Results: All patients survived. There were no episodes of harvest-related depression of systemic or cerebral hemodynamics. There was no detectable infusion-related toxicity as determined by PELOD score, hepatic enzymes, Murray lung injury scores, or renal function. cMRI imaging comparing gray matter, white matter, and CSF volumes showed no reduction from 1 to 6 months postinjury. Dichotomized Glasgow Outcome Score at 6 months showed 70% with good outcomes and 30% with moderate to severe disability.

Bone marrow harvest and intravenous mononuclear cell infusion as treatment for severe TBI in children is logistically feasible and safe ³⁾.

Cell-based therapies are currently being investigated in treating neurotrauma due to their ability to secrete neurotrophic factors and anti-inflammatory cytokines that can regulate the hostile milieu associated with chronic neuroinflammation found in TBI. In tandem, the stimulation and mobilization of endogenous stem/progenitor cells from the bone marrow through granulocyte colony stimulating factor (G-CSF) poses as an attractive therapeutic intervention for chronic TBI.

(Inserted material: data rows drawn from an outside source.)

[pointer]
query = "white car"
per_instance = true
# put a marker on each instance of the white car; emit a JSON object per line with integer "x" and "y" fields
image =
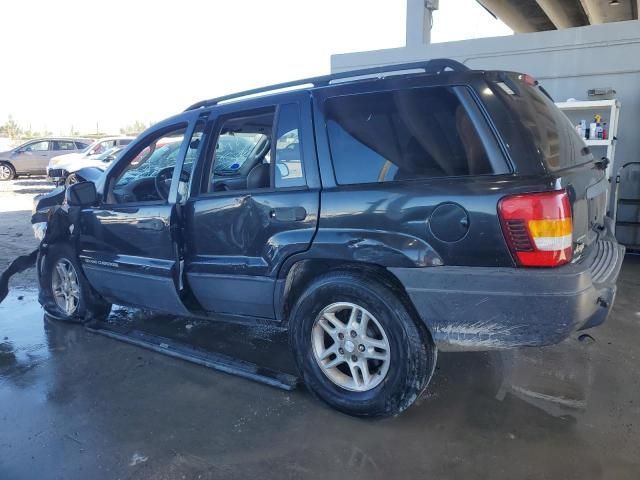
{"x": 71, "y": 167}
{"x": 59, "y": 166}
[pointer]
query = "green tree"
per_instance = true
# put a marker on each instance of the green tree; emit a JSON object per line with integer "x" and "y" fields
{"x": 11, "y": 129}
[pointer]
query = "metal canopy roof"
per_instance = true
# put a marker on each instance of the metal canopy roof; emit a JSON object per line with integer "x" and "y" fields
{"x": 538, "y": 15}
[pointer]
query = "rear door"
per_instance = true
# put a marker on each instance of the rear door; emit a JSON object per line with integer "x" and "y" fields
{"x": 255, "y": 205}
{"x": 33, "y": 157}
{"x": 60, "y": 147}
{"x": 552, "y": 141}
{"x": 129, "y": 244}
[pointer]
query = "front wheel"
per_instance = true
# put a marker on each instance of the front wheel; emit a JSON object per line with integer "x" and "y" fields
{"x": 358, "y": 347}
{"x": 67, "y": 294}
{"x": 7, "y": 172}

The potential of a combined therapy of human umbilical cord blood cells (hUCB) and G-CSF at the acute stage of TBI to counteract the progressive secondary effects of chronic TBI using the controlled cortical impact model.

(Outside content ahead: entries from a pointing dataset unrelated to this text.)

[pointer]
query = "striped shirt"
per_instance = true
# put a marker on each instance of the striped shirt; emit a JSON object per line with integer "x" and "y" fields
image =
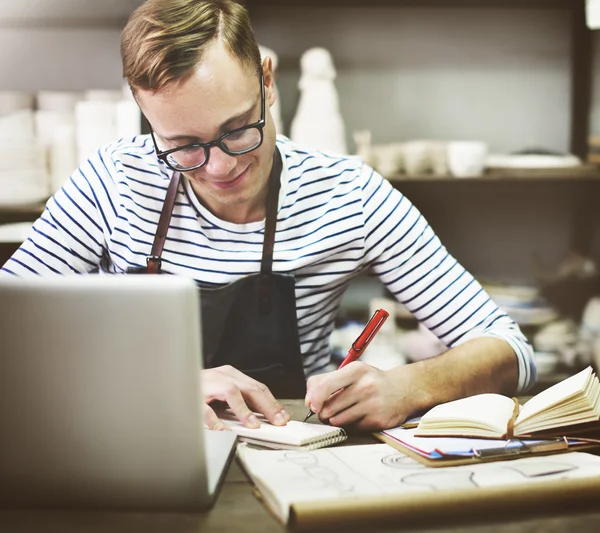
{"x": 337, "y": 218}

Four different groups of adult Sprague Dawley rats were treated with saline alone, G-CSF+saline, hUCB+saline or hUCB+G-CSF, 7 days post CCI moderate TBI. Eight weeks after TBI, brains were harvested to analyze hippocampal cell loss, neuroinflammatory response, and neurogenesis by using immunohistochemical techniques. Results revealed that the rats exposed to TBI treated with saline exhibited widespread neuroinflammation, impaired endogenous neurogenesis in DG and SVZ, and severe hippocampal cell loss. hUCB monotherapy suppressed neuroinflammation, nearly normalized the neurogenesis, and reduced hippocampal cell loss compared to saline alone. G-CSF monotherapy produced partial and short-lived benefits characterized by low levels of neuroinflammation in striatum, DG, SVZ, and corpus callosum and fornix, a modest neurogenesis, and a moderate reduction of hippocampal cells loss. On the other hand, combined therapy of hUCB+G-CSF displayed synergistic effects that robustly dampened neuroinflammation, while enhancing endogenous neurogenesis and reducing hippocampal cell loss. Vigorous and long-lasting recovery of motor function accompanied the combined therapy, which was either moderately or short-lived in the monotherapy conditions. These results suggest that combined treatment rather than monotherapy appears optimal for abrogating histophalogical and motor impairments in chronic TBI ⁴⁾.